Федерика свернулась в клубочек. Свет от уличного фонаря заливал ее комнату оранжевым мерцанием, придавая девочке уверенности. Он позволял ей ощущать себя в большей безопасности, но не более того. Она прижала колени к груди и сосала большой палец. За последние десять минут она уже дважды бегала в туалет. Не потому, что хотелось, а потому, что она боялась снова намочить постель. Отец заходил к ней перед сном и даже рассказал ей историю об одном из своих приключений. Она слушала, как обычно, сидя у него на колене, но, когда он поцеловал ее и пожелал спокойной ночи, она обнаружила, что этого слишком мало. Ей хотелось больше поцелуев и больше объятий. Когда отец вышел из ее комнаты, Федерика почувствовала себя обделенной, будто он уже не любил ее так, как раньше. Она уже не ощущала его заботы и не испытывала столь приятного состояния безопасности и защищенности. А ей так необходимо было чувствовать себя нужной. Малышке захотелось, чтобы хотя бы мать обняла ее и прижала к своей груди. Она лежала в постели без сна, обдумывая, как бы объяснить свое появление в их комнате среди ночи. Кошмар был оправданием для Хэла, так что ей пришлось придумать нечто иное. Самое убедительное, что пришло ей в голову, — сказаться больной. Мать проявила сочувствие и позволила ей спать в их постели и на следующую ночь, но на третью ночь у Хэла снова был кошмар, так что ее быстро вернули в свою комнату, где она пыталась заставить себя заснуть. Федерика была напугана перспективой отъезда в Англию и не хотела покидать Вина дель Мар, Чили, Абуэлито с Абуэлитой. Ей совсем не хотелось менять свою привычную жизнь. Самым большим ее желанием было то, чтобы мама и папа снова стали друзьями. Но, несмотря на все их показные попытки, она знала, что они уже не любят друг друга. Она слышала это своими ушами.

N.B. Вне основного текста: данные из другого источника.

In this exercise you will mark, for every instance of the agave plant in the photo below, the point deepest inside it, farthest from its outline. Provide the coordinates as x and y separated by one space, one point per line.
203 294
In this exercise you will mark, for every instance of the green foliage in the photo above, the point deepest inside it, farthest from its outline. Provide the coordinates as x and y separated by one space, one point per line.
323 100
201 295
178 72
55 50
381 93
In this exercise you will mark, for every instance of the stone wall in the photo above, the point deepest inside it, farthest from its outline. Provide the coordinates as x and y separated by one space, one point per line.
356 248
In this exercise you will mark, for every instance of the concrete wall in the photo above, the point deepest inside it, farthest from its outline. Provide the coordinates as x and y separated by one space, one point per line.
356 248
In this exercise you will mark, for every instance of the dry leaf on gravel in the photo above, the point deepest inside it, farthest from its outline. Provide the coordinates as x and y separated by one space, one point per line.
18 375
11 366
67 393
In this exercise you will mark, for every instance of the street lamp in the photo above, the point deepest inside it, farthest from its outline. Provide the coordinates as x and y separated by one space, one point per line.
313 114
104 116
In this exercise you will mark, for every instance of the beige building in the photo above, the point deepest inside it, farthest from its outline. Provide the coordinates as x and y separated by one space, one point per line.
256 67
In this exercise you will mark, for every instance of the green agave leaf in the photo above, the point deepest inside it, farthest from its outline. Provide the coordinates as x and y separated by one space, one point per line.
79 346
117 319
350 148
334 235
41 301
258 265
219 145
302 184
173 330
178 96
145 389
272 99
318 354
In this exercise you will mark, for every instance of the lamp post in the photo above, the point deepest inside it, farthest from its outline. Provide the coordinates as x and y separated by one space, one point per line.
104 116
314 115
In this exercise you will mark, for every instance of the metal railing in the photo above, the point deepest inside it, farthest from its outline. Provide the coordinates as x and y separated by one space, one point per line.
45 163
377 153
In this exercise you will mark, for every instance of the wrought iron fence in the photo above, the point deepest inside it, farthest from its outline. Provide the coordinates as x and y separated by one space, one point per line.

Наконец наступил день отъезда. С мрачными лицами они смотрели, как Рамон загружает в машину их чемоданы. Федерика не смогла сдержать рыданий. Она не хотела расставаться с отцом и не знала, когда сможет снова его увидеть. В Вине она была рада ждать его сколько угодно, потому что это был его дом, куда он неизменно возвращался после длительных отлучек. Но теперь их новый Дом уже не будет его домом.
Он поднял ее в своих сильных руках и крепко держал, целуя в лицо.
— Папа любит тебя, Феде. Папа очень тебя любит. Помни это,
Элен полагала, что прощание с отцом дома, а не в аэропорту, пройдет для детей менее болезненно. Он взял на руки сына, который не вполне понимал суть происходящего, и поцеловал его пухлую мордашку.
— Папа тебя тоже любит, Хэл. Ты будешь добр к маме, правда? — сказал он сдавленным голосом и закрыл глаза, погрузив лицо в блестящие черные волосы сына.
Федерика вцепилась в шкатулку и помахала отцу, одиноко стоящему на дороге, словно великан, и пытающемуся криво улыбаться и неуклюже махать в ответ рукой. Она повернулась, чтобы смотреть в заднее окно автомобиля, и махала до тех пор, пока они не свернули за угол и он исчез из виду. Потом она прижалась к окну, глядя, как мимо пролетают дома, и молча погрузилась в свои печальные мысли. Она ощущала себя так, как будто внутри у нее все вырвали, оставив зияющую пустоту, которую мог заполнить только ее отец. Всю дорогу в аэропорт она с тревогой вспоминала Расту. Ее беспокоило, что теперь никто не будет с ним гулять и он снова начнет лаять от полнейшей тоски и отчаяния. Только когда они оказались в самолете, Федерика отвлеклась и перестала плакать. Она никогда раньше не летала, и это новое ощущение захватило и взволновало ее. Когда они мчались по взлетной полосе, она взяла мать за руку. Элен улыбнулась и прижала дочку к себе.